Grafana Mimir Integration for Kubecost

In the standard deployment of Kubecost, Kubecost is deployed with a bundled Prometheus instance to collect and store metrics of your Kubernetes cluster. Kubecost also provides the flexibility to connect with your time series database or storage. Grafana Mimir is an open-source, horizontally scalable, highly available, multi-tenant TSDB for long-term storage for Prometheus.

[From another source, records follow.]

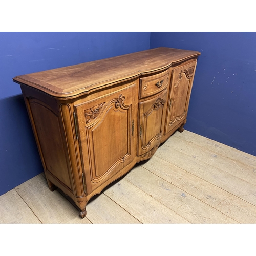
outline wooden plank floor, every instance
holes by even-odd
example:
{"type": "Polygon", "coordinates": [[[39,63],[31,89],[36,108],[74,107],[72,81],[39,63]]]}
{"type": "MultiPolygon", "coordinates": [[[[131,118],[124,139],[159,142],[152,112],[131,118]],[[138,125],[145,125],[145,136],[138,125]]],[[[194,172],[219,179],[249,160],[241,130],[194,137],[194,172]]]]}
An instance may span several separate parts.
{"type": "Polygon", "coordinates": [[[87,210],[79,217],[44,174],[0,196],[0,223],[256,223],[256,157],[176,132],[87,210]]]}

This document will show you how to integrate the Grafana Mimir with Kubecost for long-term metrics retention. In this setup, you need to use Grafana Agent to collect metrics from Kubecost and your Kubernetes cluster. The metrics will be re-written to your existing Grafana Mimir setup without an authenticating reverse proxy

Prerequisites

  • You have access to a running Kubernetes cluster
  • You have an existing Grafana Mimir setup

Step 1: Install the Grafana Agent on your cluster

Install the Grafana Agent for Kubernetes on your cluster. On the existing K8s cluster that you intend to install Kubecost, run the following commands to install the Grafana Agent to scrape the metrics from Kubecost /metrics endpoint. The script below installs the Grafana Agent with the necessary scraping configuration for Kubecost, you may want to add additional scrape configuration for your setup.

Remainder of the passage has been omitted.